Rezumat
The following article attempts to dismantle the assumptions that the vertical comparative methods, especially those using a bottom-up approach, from national to international level, are surrounded by intricacies related to the internalization of international norms, in the context in which the contemporary administrative and legislative measures tend to be divided into two categories: (a) those related to the State’s economic intervention (public policy of direction) and (b) those pertaining to the protective and anticipatory legal intervention (public policy of protection). The fundamental issue that needs to be addressed is whether it is possible to refine the concept of longitudinal comparative approach, correlated to the intrinsic elements of traverse comparative approaches of contemporary Consumer Law.

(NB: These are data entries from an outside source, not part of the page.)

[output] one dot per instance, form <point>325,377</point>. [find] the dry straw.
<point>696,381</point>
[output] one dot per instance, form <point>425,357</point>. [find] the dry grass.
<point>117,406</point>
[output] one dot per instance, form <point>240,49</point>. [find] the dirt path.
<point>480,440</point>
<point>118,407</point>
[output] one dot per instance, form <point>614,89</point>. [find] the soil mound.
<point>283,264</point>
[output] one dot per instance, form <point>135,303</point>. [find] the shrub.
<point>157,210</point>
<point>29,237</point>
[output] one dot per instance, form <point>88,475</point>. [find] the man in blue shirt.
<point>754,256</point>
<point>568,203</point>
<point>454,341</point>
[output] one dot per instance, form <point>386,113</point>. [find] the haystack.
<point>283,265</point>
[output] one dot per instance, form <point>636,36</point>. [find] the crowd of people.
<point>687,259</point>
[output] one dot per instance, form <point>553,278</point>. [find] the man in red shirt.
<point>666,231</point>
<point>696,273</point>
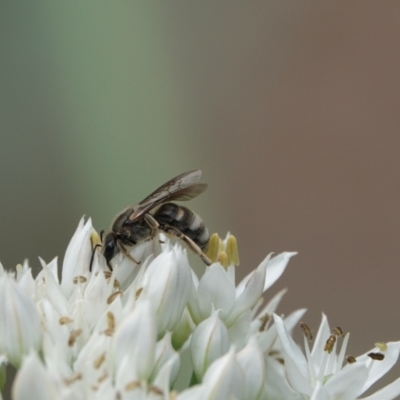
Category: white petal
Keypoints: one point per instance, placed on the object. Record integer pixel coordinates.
(224, 378)
(275, 268)
(296, 363)
(276, 386)
(215, 288)
(209, 341)
(250, 294)
(135, 339)
(77, 257)
(167, 284)
(251, 360)
(32, 381)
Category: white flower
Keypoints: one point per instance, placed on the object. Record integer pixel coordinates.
(321, 374)
(210, 340)
(19, 322)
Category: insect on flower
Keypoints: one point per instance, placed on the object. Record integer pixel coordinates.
(136, 223)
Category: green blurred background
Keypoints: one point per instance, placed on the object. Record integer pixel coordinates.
(291, 109)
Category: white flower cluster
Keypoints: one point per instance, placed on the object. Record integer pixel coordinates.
(126, 334)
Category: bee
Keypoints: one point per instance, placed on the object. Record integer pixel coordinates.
(136, 223)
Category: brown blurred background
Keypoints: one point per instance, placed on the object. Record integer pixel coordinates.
(290, 108)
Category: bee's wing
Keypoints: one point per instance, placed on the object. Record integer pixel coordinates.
(183, 187)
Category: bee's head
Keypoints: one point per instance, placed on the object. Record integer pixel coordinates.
(110, 248)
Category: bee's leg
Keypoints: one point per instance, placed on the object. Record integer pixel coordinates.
(92, 257)
(153, 224)
(170, 231)
(125, 252)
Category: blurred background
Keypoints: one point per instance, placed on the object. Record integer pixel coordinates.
(291, 109)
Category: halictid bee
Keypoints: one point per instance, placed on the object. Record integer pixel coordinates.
(136, 223)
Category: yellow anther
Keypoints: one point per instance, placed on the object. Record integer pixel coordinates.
(330, 343)
(113, 296)
(73, 335)
(223, 259)
(232, 251)
(132, 386)
(306, 331)
(99, 360)
(65, 320)
(110, 320)
(338, 331)
(382, 346)
(376, 356)
(79, 279)
(351, 359)
(95, 239)
(213, 247)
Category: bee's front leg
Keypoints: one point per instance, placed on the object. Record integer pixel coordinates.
(153, 224)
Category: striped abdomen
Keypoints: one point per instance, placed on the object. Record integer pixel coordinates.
(185, 221)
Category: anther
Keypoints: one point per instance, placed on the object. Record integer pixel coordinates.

Furthermore, there is a contrast to be marked between longitudinal comparison, based on analogies which are made between legal systems of the past, in order to extract essential features valuable in the approaching of contemporary legal order and, in an antagonistic manner, the traverse comparative approach of Consumer Law which valorises the main trends of contemporary legal orders, while simultaneously approaching features from several contemporary legal systems. Several studies have been focusing on the problematic of horizontal/vertical comparative methodology, as well as to the intricacies characterizing the longitudinal/traverse comparative approaches of Consumer Law; nevertheless, there is space left for investigating the extent to which vertical comparative methodology represent an adequate means to deliver accurate information on legal transplants and conceptual trends in national legal orders related to the number of the compared legal systems, both from the angle of bilateral comparative law, while the comparison is carried out as a dichotomy of two legal systems, as well as from the perspective of multilateral comparative law, when the comparison takes place between more than two legal systems, using a variable-oriented approach. As an explanatory example of vertical comparative approaches of Consumer Law, we will use the comparative analyses at national level on the judicial meaning of the notion of mandatory rules and the various degrees in the extent to which a mandatory rule must be applied through the means of consumer legal protection. Secondly, vertical comparative approaches are also helpful in investigating the national ‘absorption’ of specific regulations on the professionals’ pre-contractual liability, which takes shape in all the cases where the professional – consumer relationship implies the duty of transparency.